这里就提到了freeList的作用,可以使下一次Add选择该位置

FindValue

因为还是要区分是否存在比较器来分类讨论,依旧选择存在。

uint hashCode = (uint)comparer.GetHashCode(key);
int i = GetBucket(hashCode);
Entry[]? entries = _entries;
uint collisionCount = 0;
i--; // Value in _buckets is 1-based; subtract 1 from i. We do it here so it fuses with the following conditional.
do
{
// Should be a while loop https://github.com/dotnet/runtime/issues/9422
// Test in if to drop range check for following array access
if ((uint)i >= (uint)entries.Length)
{
goto ReturnNotFound;
}

entry = ref entries[i];
if (entry.hashCode == hashCode && comparer.Equals(entry.key, key))
{
goto ReturnFound;
}

i = entry.next;

collisionCount++;
} while (collisionCount <= (uint)entries.Length);

// The chain of entries forms a loop; which means a concurrent update has happened.
// Break out of the loop and throw, rather than looping forever.
goto ConcurrentOperation;

经历了前面增删,这个查找其实变得就很清晰。说白了就是在桶里面跑一边找到就返回,找不到就寄。
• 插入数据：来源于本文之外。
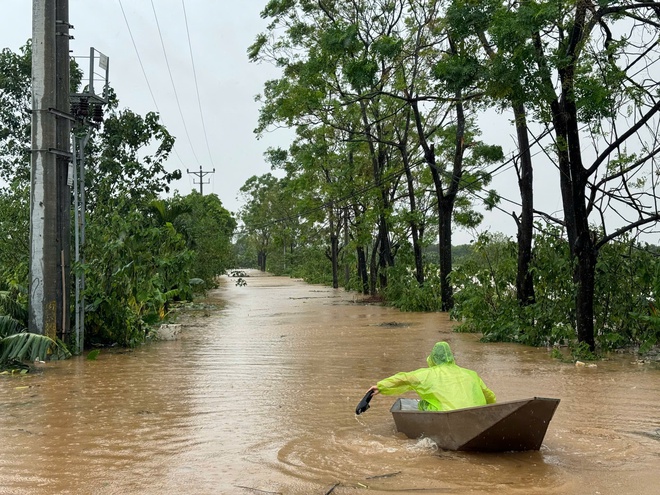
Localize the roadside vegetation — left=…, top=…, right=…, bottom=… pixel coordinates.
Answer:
left=0, top=43, right=236, bottom=366
left=237, top=0, right=660, bottom=357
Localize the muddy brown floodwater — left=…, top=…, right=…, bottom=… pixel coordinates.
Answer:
left=0, top=272, right=660, bottom=495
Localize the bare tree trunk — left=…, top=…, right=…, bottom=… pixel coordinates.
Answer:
left=513, top=103, right=536, bottom=306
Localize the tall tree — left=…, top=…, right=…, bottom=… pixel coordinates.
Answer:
left=490, top=0, right=660, bottom=350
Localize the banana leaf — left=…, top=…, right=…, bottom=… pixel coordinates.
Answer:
left=0, top=332, right=71, bottom=362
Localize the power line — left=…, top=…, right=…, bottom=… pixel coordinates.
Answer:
left=151, top=0, right=199, bottom=167
left=181, top=0, right=215, bottom=170
left=119, top=0, right=183, bottom=167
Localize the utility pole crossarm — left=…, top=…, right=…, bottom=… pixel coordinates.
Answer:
left=186, top=165, right=215, bottom=196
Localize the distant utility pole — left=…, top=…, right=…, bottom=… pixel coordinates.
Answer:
left=28, top=0, right=72, bottom=338
left=186, top=165, right=215, bottom=196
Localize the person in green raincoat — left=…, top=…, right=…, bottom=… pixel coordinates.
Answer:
left=369, top=342, right=495, bottom=411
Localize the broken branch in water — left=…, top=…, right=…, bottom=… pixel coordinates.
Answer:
left=365, top=471, right=401, bottom=480
left=325, top=483, right=339, bottom=495
left=234, top=485, right=282, bottom=495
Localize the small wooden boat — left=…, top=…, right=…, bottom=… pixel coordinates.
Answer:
left=390, top=397, right=559, bottom=452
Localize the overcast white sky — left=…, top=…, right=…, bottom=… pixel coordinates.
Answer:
left=0, top=0, right=290, bottom=211
left=0, top=0, right=604, bottom=244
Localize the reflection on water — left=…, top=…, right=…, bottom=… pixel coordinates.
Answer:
left=0, top=276, right=660, bottom=495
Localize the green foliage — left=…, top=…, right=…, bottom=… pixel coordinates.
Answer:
left=452, top=228, right=660, bottom=352
left=85, top=205, right=192, bottom=347
left=168, top=191, right=236, bottom=289
left=87, top=349, right=101, bottom=361
left=0, top=332, right=71, bottom=362
left=383, top=245, right=442, bottom=311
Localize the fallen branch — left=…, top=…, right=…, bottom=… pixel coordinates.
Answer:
left=365, top=471, right=401, bottom=480
left=234, top=485, right=282, bottom=495
left=325, top=483, right=339, bottom=495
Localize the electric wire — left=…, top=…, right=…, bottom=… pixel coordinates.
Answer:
left=118, top=0, right=183, bottom=167
left=181, top=0, right=215, bottom=168
left=151, top=0, right=199, bottom=167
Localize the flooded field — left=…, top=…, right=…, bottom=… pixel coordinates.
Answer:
left=0, top=272, right=660, bottom=495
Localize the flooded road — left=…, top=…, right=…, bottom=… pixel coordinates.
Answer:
left=0, top=276, right=660, bottom=495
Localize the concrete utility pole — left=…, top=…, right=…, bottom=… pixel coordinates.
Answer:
left=186, top=165, right=215, bottom=196
left=28, top=0, right=71, bottom=338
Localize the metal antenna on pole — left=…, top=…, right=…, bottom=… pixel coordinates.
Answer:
left=186, top=165, right=215, bottom=196
left=71, top=47, right=110, bottom=352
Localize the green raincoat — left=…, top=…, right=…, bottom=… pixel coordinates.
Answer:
left=377, top=342, right=495, bottom=411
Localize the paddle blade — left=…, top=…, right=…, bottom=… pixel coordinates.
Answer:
left=355, top=390, right=374, bottom=415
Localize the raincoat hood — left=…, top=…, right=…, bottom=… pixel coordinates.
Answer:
left=426, top=342, right=456, bottom=367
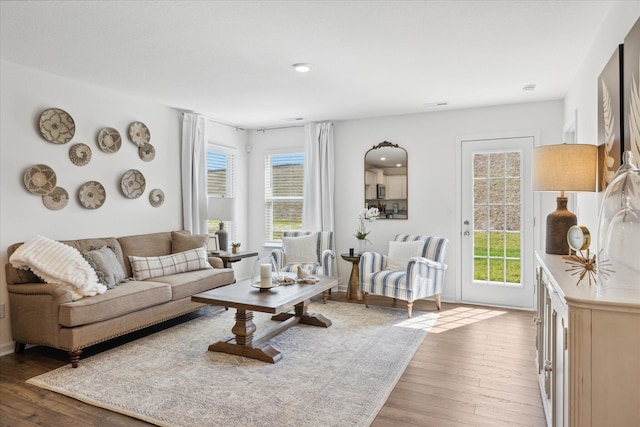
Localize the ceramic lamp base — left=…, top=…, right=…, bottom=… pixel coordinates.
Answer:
left=545, top=196, right=578, bottom=255
left=215, top=222, right=229, bottom=251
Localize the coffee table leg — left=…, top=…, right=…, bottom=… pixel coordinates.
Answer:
left=271, top=300, right=332, bottom=328
left=209, top=309, right=282, bottom=363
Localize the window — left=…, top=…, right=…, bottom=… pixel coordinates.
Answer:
left=264, top=153, right=304, bottom=242
left=207, top=145, right=235, bottom=237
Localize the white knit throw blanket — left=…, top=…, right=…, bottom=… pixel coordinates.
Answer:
left=9, top=236, right=107, bottom=301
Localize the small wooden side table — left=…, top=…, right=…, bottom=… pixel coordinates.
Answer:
left=210, top=251, right=258, bottom=268
left=340, top=254, right=364, bottom=301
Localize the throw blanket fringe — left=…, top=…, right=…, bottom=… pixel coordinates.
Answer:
left=9, top=236, right=107, bottom=301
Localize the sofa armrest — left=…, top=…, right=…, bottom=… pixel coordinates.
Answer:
left=407, top=257, right=447, bottom=295
left=7, top=283, right=73, bottom=348
left=207, top=256, right=224, bottom=268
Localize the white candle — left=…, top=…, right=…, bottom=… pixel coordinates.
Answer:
left=260, top=264, right=271, bottom=288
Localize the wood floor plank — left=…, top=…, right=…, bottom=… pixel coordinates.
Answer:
left=0, top=292, right=544, bottom=427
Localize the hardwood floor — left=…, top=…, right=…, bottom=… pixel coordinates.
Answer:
left=0, top=293, right=545, bottom=427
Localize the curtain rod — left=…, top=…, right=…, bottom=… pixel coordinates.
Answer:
left=256, top=122, right=333, bottom=133
left=182, top=112, right=245, bottom=130
left=256, top=125, right=304, bottom=133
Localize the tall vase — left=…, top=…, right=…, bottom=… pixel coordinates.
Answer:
left=358, top=239, right=367, bottom=255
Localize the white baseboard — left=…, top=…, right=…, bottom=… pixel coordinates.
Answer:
left=0, top=341, right=16, bottom=356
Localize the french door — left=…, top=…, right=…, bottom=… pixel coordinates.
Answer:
left=460, top=136, right=534, bottom=308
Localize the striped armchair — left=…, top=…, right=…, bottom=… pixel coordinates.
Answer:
left=360, top=234, right=449, bottom=317
left=271, top=231, right=336, bottom=276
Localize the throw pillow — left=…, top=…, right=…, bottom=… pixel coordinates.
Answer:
left=129, top=247, right=213, bottom=280
left=387, top=240, right=424, bottom=270
left=171, top=231, right=209, bottom=254
left=81, top=246, right=125, bottom=289
left=282, top=233, right=319, bottom=264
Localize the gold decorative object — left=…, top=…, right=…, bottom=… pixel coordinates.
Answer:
left=120, top=169, right=147, bottom=199
left=39, top=108, right=76, bottom=144
left=42, top=187, right=69, bottom=211
left=98, top=128, right=122, bottom=153
left=24, top=165, right=57, bottom=196
left=149, top=188, right=164, bottom=208
left=78, top=181, right=107, bottom=209
left=138, top=144, right=156, bottom=162
left=129, top=122, right=151, bottom=147
left=69, top=144, right=92, bottom=166
left=564, top=225, right=612, bottom=286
不过需要注意的是这里面用了很多goto建议在目录大致过一遍即可。

//外部
ConcurrentOperation:
ThrowHelper.ThrowInvalidOperationException_ConcurrentOperationsNotSupported();
ReturnFound:
ref TValue value = ref entry.value;
Return:
return ref value;
ReturnNotFound:
value = ref Unsafe.NullRef<TValue>();
goto Return;

说实话,这是我第一次见到goto。。。

Resize

private void Resize() => Resize(HashHelpers.ExpandPrime(_count), false);

HashHelpers.ExpandPrime(_count)方法可以在目录中源码寻找,不过这里大致就理解成大于两倍大小的最小素数就行了

//精简版,完整版看目录
private void Resize(int newSize, bool forceNewHashCodes)
{
Entry[] entries = new Entry[newSize];
int count = _count;
Array.Copy(_entries, entries, count);
// Assign member variables after both arrays allocated to guard against corruption from OOM if second fails
_buckets = new int[newSize];
for (int i = 0; i < count; i++)
{
if (entries[i].next >= -1)
{
ref int bucket = ref GetBucket(entries[i].hashCode);
entries[i].next = bucket - 1; // Value in _buckets is 1-based
bucket = i + 1;
}
}
_entries = entries;
}

可以看出扩容操作其实就是,申请新的Entrybuckets,之后将现有的元素拷贝进去。

索引器

public TValue this[TKey key]
{
get
{
ref TValue value = ref FindValue(key);
if (!Unsafe.IsNullRef(ref value))
{
return value;
}

ThrowHelper.ThrowKeyNotFoundException(key);
return default;
}

set
{
bool modified = TryInsert(key, value, InsertionBehavior.OverwriteExisting);
Debug.Assert(modified);
}
}

get既查找是否有key

set即插入。注意参数为InsertionBehavior.OverwriteExisting,所以可以覆盖元素。

迭代器

这里虽然我还没有写!!但是在foreach中是可以删除元素的,不能增加元素,看了源码,会发现删除不会修改版本号。!!

源码目录

HashHelpers类部分源码

// Licensed to the .NET Foundation under one or more agreements.
// The .NET Foundation licenses this file to you under the MIT license.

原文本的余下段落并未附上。